Une réponse à l’accentuation de la concurrence

La globalisation est interprétée dans ce cadre comme une réponse à l’accentuation de la concurrence (é. Cohen, 1996, p. 54). Il s’agit d’une part de systématiser la recherche d’économie d’échelle en opérant chaque étape de la production, de la R&D à la commercialisation, sur de plus grands volumes. Mais il s’agit aussi de systématiser la recherche de l’avantage absolu : produire où cela revient le moins chers, innover où l’on est le plus créatif, s’informer où l’on est le mieux branché, etc. Dans ce contexte, l’engagement territorial des firmes est extrêmement mouvant, très faible pour certaines activités dont le prix de revient sera la variable primordiale, plus intense pour d’autres fonctions pour lesquels les processus de valorisation de ressources spécifiques seront plus importants (Mucchielli, 1998, p. 159).
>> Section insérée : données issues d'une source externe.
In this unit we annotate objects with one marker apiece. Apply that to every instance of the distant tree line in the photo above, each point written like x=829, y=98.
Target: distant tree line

Enfin, la globalisation résulte d’un effort des plus grandes firmes pour maîtriser la complexité de leur activité. En effet, le marché global n’est pas un marché unique. Jean-Louis Mucchielli souligne encore l’émergence d’habitudes de consommation homogènes dans l’ensemble des pays développés de « la Triade », mais aussi le fait que perdurent de nombreuses spécificités nationales qui obligent les firmes à adapter leurs produits (1998, p. 99). Il serait suicidaire de répondre à la demande par une offre, fut-elle globale, qui n’articulerait pas une grande variété et une forte capacité à évoluer rapidement (Veltz, 1996). Du point de vue de la firme, la réponse à ces exigences contradictoires est passée par l’adoption de formes d’organisation renouvelées, articulant souplesse et intégration renforcée. L’image de « l’entreprise-réseau », reprise tant, entre autres, par élie Cohen que par Gérard Lafay (1999), en est l’archétype. On aura l’occasion de revenir en détail sur ces aspects micro de l’analyse dans le chapitre suivant.

On retiendra ici que la gestion de cette complexité s’opère également à un niveau macro-social. D’une part, les analystes (par exemple Crozet et alii, 1997, p. 197 et suiv., Adda, 1997, tome 2, p. 78 et suiv.) soulignent abondamment la résurgence de tentatives, politiques (les réunions du G7, la création de l’Organisation Mondiale du Commerce pour accompagner le « désarmement douanier ») ou techniques (le rôle renforcé des autorités boursières), de contrôle du fonctionnement de l’économie après une période où la faillite de la régulation fordiste semblait vouer de telles initiatives à l’échec. D’autre part, la globalisation passe aussi par le développement d’un large secteur d’activités de services très spécialisés concernant la finance, les outils de communication ou la gestion, dont la finalité est justement de surmonter cette complexité (Chesnais, 1997, p. 213). Ces activité sont à la base du dynamisme actuel des grandes métropoles, les « villes globales » de Saskia Sassen (1991). On voit alors que l’accentuation de la concurrence entre les firmes, après avoir été un élément de déstabilisation du modèle fordiste, contribue encore fortement à structurer la globalisation économique.

L’intensification de la concurrence à propos de l’accès aux capitaux ne peut que renforcer cette affirmation. La libéralisation des marchés financiers, souvent décomposée autour de la « règle des 3D » (décloisonnement, désintermédiation, dérégulation), tient lieu de figure emblématique du phénomène de globalisation pour deux raisons : d’une part, le marché des capitaux apparaît comme le plus intégré, fonctionnant de manière quasi-continue entre les bourses du monde suivant les heures d’ouverture de Tokyo, New-York et Londres ; d’autre part, à travers la pression croissante de rentabilité rapide qu’il impose aux entreprises, il est vraisemblablement à la source de l’une des dynamiques essentielles de la globalisation.